Note: This bug is displayed in read-only format because the product is no longer active in Red Hat Bugzilla.

Bug 1733392

Summary: Galera split brained for a month unnoticed resulting in 2 data sets accessed by a production environment.
Product: Red Hat OpenStack Reporter: coldford <coldford>
Component: galeraAssignee: Damien Ciabrini <dciabrin>
Status: CLOSED NOTABUG QA Contact: nlevinki <nlevinki>
Severity: urgent Docs Contact:
Priority: urgent    
Version: 10.0 (Newton)CC: bdobreli, dvd, lmiccini, mbayer, pkovacs, rcernin
Target Milestone: ---Keywords: Triaged, ZStream
Target Release: ---   
Hardware: x86_64   
OS: Linux   
Whiteboard:
Fixed In Version: Doc Type: If docs needed, set a value
Doc Text:
Story Points: ---
Clone Of: Environment:
Last Closed: 2019-08-22 15:30:44 UTC Type: Bug
Regression: --- Mount Type: ---
Documentation: --- CRM:
Verified Versions: Category: ---
oVirt Team: --- RHEL 7.3 requirements from Atomic Host:
Cloudforms Team: --- Target Upstream Version:
Embargoed:

Description coldford@redhat.com 2019-07-25 23:40:43 UTC
Description of problem:

On 06/23 one controller node had a hardware issue requiring the node be removed from the cluster following https://access.redhat.com/solutions/3062611, Once the hardware issue was resolved the customer added the node back on 06/28. Unknown to the customer the galera was split brained however even today the pcs status and clustercheck reported healthy.

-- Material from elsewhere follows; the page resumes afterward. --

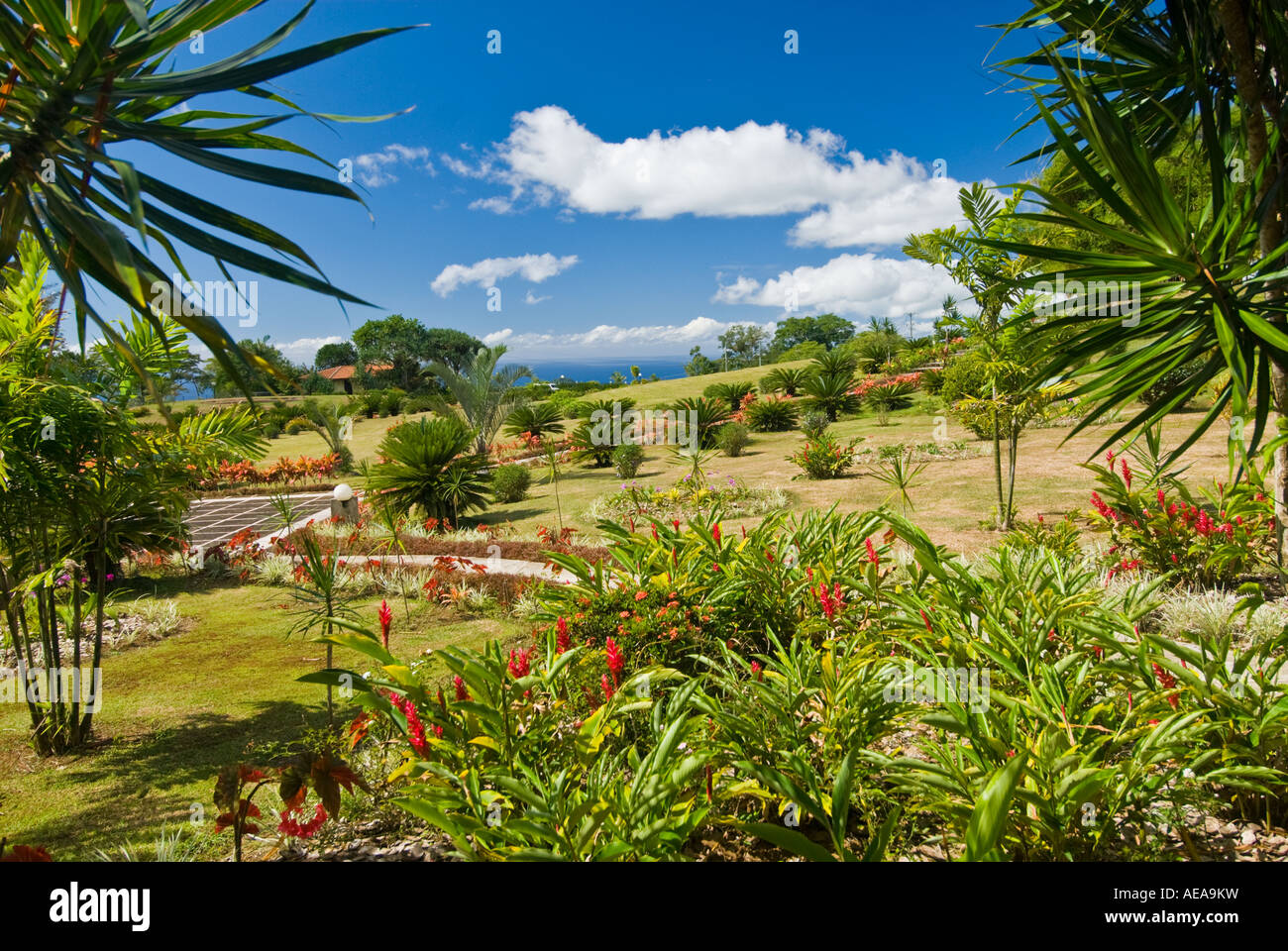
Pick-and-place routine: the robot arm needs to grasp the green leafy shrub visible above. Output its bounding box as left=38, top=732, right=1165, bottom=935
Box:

Until today when the issue was discovered, revealing that for approximately ~30 days reads and writes were done to both clusters. This prompted reporting numerous issues including missing images, 50+ instances unable to start(turned out the related stacks had been deleted) 


Version-Release number of selected component (if applicable):

RHOSP 10

How reproducible:

CONTROLLERS 0/1
MariaDB [glance]> select * from images where name like '%bnc_nc_v1.0.2%'\G
*************************** 1. row ***************************
id: 77e1b61e-9f25-4177-89b6-b1ee2a0c4be1
name: bnc_nc_v1.0.2
size: 2456223744
status: active
is_public: 0
created_at: 2019-07-10 22:23:25
updated_at: 2019-07-10 22:24:27
deleted_at: NULL
deleted: 0
disk_format: qcow2
container_format: bare
checksum: 130d7c1da262e89d8748ff6d61f07911
owner: 3b00ee7a0cf44455830b073067a261ad
min_disk: 0
min_ram: 0
protected: 0
virtual_size: NULL
1 row in set (5.32 sec)

CONTROLLERS 2

MariaDB [glance]> select * from images where name like '%bnc_nc_v1.0.2%'\G
Empty set (0.75 sec)

We need the database differences reviewed and merged into a single dataset.

Additional info:
We put controller 2 into standby to limit further drift but now resources written to that set are now being reported as missing.